We wrote to the Minister about these concerns. You can read that letter here.
We have also launched a paper outlining key reforms needed to improve the system for Aboriginal children and young people, including the establishment of an appropriately empowered Aboriginal Child and Family Commission. You can read more about those proposals here.
Closing the Gap
Closing the Gap is a government strategy that aims to reduce disadvantage and improve outcomes among Aboriginal and Torres Strait Islander people with respect to life expectancy, child mortality, access to early childhood education, educational achievement, and employment. While we have seen some progress, few of the targets are on track.
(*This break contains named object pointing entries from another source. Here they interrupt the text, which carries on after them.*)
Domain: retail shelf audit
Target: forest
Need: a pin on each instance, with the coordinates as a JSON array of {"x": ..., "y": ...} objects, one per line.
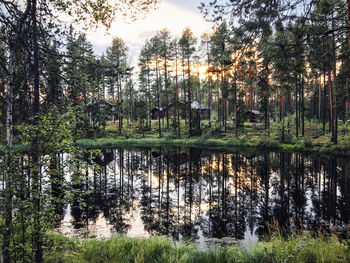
[{"x": 269, "y": 75}]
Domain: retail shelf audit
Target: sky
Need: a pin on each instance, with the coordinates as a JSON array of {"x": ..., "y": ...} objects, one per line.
[{"x": 174, "y": 15}]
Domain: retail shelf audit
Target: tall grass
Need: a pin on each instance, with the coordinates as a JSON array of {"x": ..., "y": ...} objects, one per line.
[{"x": 123, "y": 249}]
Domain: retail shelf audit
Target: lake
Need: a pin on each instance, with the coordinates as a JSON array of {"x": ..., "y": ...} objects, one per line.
[{"x": 190, "y": 193}]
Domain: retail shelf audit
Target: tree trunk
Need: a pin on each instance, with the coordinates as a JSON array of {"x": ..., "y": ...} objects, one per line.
[
  {"x": 7, "y": 187},
  {"x": 166, "y": 91},
  {"x": 296, "y": 108},
  {"x": 330, "y": 102},
  {"x": 302, "y": 108},
  {"x": 189, "y": 94},
  {"x": 158, "y": 100},
  {"x": 324, "y": 102}
]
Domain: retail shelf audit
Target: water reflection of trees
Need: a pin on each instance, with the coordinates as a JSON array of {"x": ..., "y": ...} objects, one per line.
[{"x": 192, "y": 192}]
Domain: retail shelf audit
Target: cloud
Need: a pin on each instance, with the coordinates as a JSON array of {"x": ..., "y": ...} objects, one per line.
[{"x": 174, "y": 15}]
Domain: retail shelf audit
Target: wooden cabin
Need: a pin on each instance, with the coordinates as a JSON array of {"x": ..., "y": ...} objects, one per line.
[
  {"x": 156, "y": 113},
  {"x": 195, "y": 106},
  {"x": 252, "y": 115}
]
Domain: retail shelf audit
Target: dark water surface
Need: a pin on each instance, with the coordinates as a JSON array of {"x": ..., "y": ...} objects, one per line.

What is the Government doing?
The Council of Australian Governments (COAG) announced plans to refresh the Closing The Gap agenda in December 2016. AbSec has welcomed plans to refresh the framework, and has emphasised the need to work in genuine partnership with Aboriginal and Torres Strait Islander peoples on holistic community-led solutions. We also advocated for recognition of the importance of child and family welfare as a foundation of lifelong wellbeing, and the need for a concerted strategy and targets in this area, such as a target to reduce the over-representation of Aboriginal children in out-of-home care.
What’s happening now?
In December 2018, AbSec CEO Tim Ireland, representing the Coalition of Aboriginal Peak Organisations in NSW, joined other Aboriginal peak bodies in taking this message to Prime Minister Scott Morrison. Before this intervention of Aboriginal peak bodies, COAG was due to settle on a new Closing the Gap framework and targets without the full involvement and agreement of Aboriginal and Torres Strait Islander people through our own representatives.
Prime Minister Morrison and COAG agreed to establish a full partnership approach between Aboriginal and Torres Strait Islander peoples and government to finalise the refreshed framework and targets. This approach will include a Ministerial Council on Closing the Gap with expanded membership to include COAG representatives and Aboriginal and Torres Strait Islander peak body representatives. The details of this partnership will be established in February 2019.